Fetichismo

La vida me ha sentado, habitualmente, a esperar a los demás. Si existe la impuntualidad es porque hay otras personas, como yo, que marcamos las citas en rojo y aparecemos a la hora exacta que se acordó. Es más, yo me considero prepuntual. Me he inventado esa palabra para definirme, después de revivir constantemente la experiencia de llegar no a la hora, sino unos minutos antes. Eso sólo conlleva que la espera al impuntual abarque más allá de los minutos que van desde la hora de la cita hasta la llegada del tardío. Se convierte, en fin, en un suplicio.

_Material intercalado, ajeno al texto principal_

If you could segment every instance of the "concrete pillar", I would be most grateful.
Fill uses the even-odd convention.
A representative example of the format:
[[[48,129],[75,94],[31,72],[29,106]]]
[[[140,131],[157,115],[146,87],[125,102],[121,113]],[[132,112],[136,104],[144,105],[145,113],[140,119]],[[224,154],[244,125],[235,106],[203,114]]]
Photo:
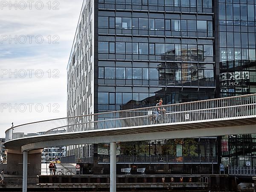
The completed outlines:
[[[27,192],[28,180],[28,152],[23,151],[23,177],[22,192]]]
[[[116,143],[110,143],[110,192],[116,192]]]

En Madrid, mi primera experiencia prepuntual fue el día que quedé por primera vez con mis compañeros de clase para salir por la noche. Aún no los conocía bien y habíamos quedado a las 23.00. Yo, temeroso de llegar tarde y hacerles esperar, aparecí en el metro de Tribunal a las 22.45. Al no reconocer ninguna cara conocida, me metí en un bar a tomar una caña, sin perder de vista el lugar de la reunión. A la hora exacta sólo estábamos dos personas; diez minutos después, aparecieron otras dos; más tarde, otras tantas. Así constantemente, se sucedieron los minutos y las personas. "Con estos no vuelvo a ser prepuntual en mi vida". Mentí.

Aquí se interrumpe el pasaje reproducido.